The failure to live up to expectation does not temper the mood when the next candidate comes into view; if anything it makes the public more insistent.

Giovanni Trapattoni famously wondered who he was introducing into the game when he gave McClean his debut and, as one report put it, “answered the pleas of a nation”.

The nation wanted what it wanted. “Who is this? Messi? Maradona? Pele?” he asked as McClean came on a sub in 2012. McClean had a fine career for Ireland but he knows too the weight of that expectation, as do all the others.

Ferguson has had to carry that too. He has had to withstand the mania and the stupidity, the questions about declaring for England, the expectation that he could save Ireland.

In the absence of coherence and structure, it might be understandable that Ireland longs for a messiah. Little thought is given to what it means for the chosen candidate but those who feel they need salvation are not concerned by that.

Now Ireland looks forward again with a feeling that comes close to giddiness. The World Cup qualifiers arrive in September and while it would be a wild exaggeration to say Ireland fear nobody, let’s just say they don’t have to fear everyone.

This might be the best we can hope for in the long struggle back to respectability. The idea that Ireland would benefit from relegation to League C was predicated on the notion that Ireland would start winning matches if they moved down. But what if they didn’t? If we have learned anything from our recent past, it is that there isn’t an opponent Ireland can’t lose to.

Even these two games against mid-ranking League C stalwarts Bulgaria told us that nobody can confidently assert that Ireland will win a game.

In the end, Ireland were comfortable but there were those moments in both matches when it seemed calamity had returned.

That it didn’t owes much to the structure and organisation Heimir Hallgrimsson has brought to the Irish team.

Last September, Ireland were booed off after losing to Greece. It’s too early to look at this as a story of redemption, but Hallgrimsson is slowly, and without overpromising, restoring belief. Since arriving he has predominantly experienced one end of the mood swing that passes for the well-balanced psyche of the Irish football family.

Now Ireland get ready for the autumn with a host of new conversations. How does Heimir squeeze his players in? Can Troy Parrott — the player who looks essential under Hallgrimsson — and Ferguson play together? Where will Finn Azaz, Sammie Szmodics and Chiedozie Ogbene play in this squad of all the talents? Will Ireland be better off facing Portugal with or without Ronaldo? Would we like to be based on the east or west coast of America in the summer of 2026?
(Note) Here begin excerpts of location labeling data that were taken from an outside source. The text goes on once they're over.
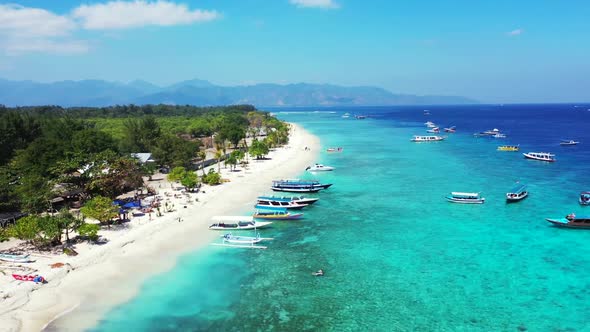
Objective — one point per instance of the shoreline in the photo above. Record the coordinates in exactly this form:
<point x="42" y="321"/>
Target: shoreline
<point x="103" y="276"/>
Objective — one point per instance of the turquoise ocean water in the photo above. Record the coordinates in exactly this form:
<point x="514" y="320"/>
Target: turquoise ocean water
<point x="397" y="256"/>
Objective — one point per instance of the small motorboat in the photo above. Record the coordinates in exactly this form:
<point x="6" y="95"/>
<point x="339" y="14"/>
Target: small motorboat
<point x="319" y="168"/>
<point x="427" y="138"/>
<point x="584" y="198"/>
<point x="512" y="148"/>
<point x="568" y="142"/>
<point x="237" y="223"/>
<point x="276" y="215"/>
<point x="465" y="198"/>
<point x="571" y="221"/>
<point x="541" y="156"/>
<point x="518" y="193"/>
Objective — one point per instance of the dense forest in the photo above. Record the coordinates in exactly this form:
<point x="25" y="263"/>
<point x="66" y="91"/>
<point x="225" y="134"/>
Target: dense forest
<point x="49" y="150"/>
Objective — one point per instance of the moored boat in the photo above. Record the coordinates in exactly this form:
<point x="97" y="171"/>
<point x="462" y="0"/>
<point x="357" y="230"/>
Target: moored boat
<point x="571" y="221"/>
<point x="511" y="148"/>
<point x="279" y="205"/>
<point x="465" y="198"/>
<point x="319" y="168"/>
<point x="517" y="193"/>
<point x="276" y="215"/>
<point x="296" y="199"/>
<point x="584" y="198"/>
<point x="542" y="156"/>
<point x="568" y="142"/>
<point x="417" y="138"/>
<point x="237" y="223"/>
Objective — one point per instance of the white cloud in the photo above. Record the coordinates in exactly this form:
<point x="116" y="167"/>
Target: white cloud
<point x="124" y="14"/>
<point x="27" y="30"/>
<point x="25" y="21"/>
<point x="329" y="4"/>
<point x="515" y="32"/>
The caution that this was only Bulgaria will count for nothing as those games approach. Ireland may have an abundance of riches or else they might have to find a team from a reduced squad which is usually the way for Ireland managers.

It is to be hoped that not everything rests with Ferguson. He may get an opportunity to develop in a more understated way now, even if that goal also showed all he is capable of.

Even the chance he missed could be viewed differently after the goal. It was possible to see an element of opportunism in what he did. Did he notice that Plamen Iliev was leaving too much space to his right? If Ferguson had placed the ball six inches further to the left that would have been the second when potential was restored.

Instead that opportunity came minutes later. It was a moment that said so much about the player. It said so much about all he could be. But what that is remains a mystery. Like so much in the story of Evan Ferguson, imagining all he can be is sometimes just another enemy of promise.